Crafted an ultimate bad bots list to block in a gist and example nginx, apache configuration to block them by user-agent.

Using robots.txt to block bots it might be good idea to start with. But ddding robots.txt might not be enough when they don't respect this and you want to go one step further to block the bad bots.

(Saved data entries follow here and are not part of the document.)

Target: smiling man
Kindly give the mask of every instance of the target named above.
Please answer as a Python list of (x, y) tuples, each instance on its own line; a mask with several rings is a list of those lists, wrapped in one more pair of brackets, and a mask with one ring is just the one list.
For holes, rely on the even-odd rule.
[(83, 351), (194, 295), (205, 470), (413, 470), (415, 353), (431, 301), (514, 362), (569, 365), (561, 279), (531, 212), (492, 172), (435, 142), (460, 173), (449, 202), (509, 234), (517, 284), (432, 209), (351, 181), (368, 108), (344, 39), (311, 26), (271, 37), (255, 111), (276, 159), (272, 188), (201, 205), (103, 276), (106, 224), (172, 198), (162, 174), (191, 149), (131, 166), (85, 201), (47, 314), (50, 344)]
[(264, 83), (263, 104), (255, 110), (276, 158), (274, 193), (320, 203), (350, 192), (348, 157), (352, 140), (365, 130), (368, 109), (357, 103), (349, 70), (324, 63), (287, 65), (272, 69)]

Block Bad Bots by User Agent Using Nginx

Refer to the example nginx.conf attached in the snippet, which block all these bad bots for any url. To block user agent for a specific path :

# checks for all bad bots only for /admin url

location /admin {
    if ($block_ua) { return 444; }
}

As the list is too big and you might not want to add this in your main nginx configuration, then you create a blacklist file and include it in your nginx config.

# file: nginx.conf
include /etc/nginx/blacklist;


# file: blacklist
map $http_user_agent $block_ua {
   default 0;
   ....
   ....
}

Blocking access by .httaccess file in Apache

Simply copy the content of apache.conf in the end of your .httaccess and enjoy. Anyway In case you want to configure on your own, I would like to share that you can use two method in apache to block bad bots.

# Method 1: RewriteEngine
RewriteEngine On
RewriteCond %{HTTP_USER_AGENT} ^BlackWidow [OR]
RewriteCond %{HTTP_USER_AGENT} ^SemrushBot [OR]
RewriteRule ^.* - [F,L]

#Method 2: BrowserMatchNoCase
BrowserMatchNoCase "SemrushBot" bots
BrowserMatchNoCase "FlipboardProxy" bots

Order Allow,Deny
Allow from ALL
Deny from env=bots

Testing your configs

# run in your terminal by chaning the agent name and site url
curl --head -A "CheeseBot" http://mysite.com

Nginx output

# You should have response like this
curl: (52) Empty reply from server

Apache Output

HTTP/1.1 403 Forbidden
Date: Sun, 05 Jul 2020 21:15:30 GMT
Server: Apache/2.4.38 (Debian)
Content-Type: text/html; charset=iso-8859-1

Caution

In this example list there are well known bots as well, but some people find them a little aggressive and not convenient for their server. Please check the list again before applying it to your server. Depending on your site, you might want to exclude some bots.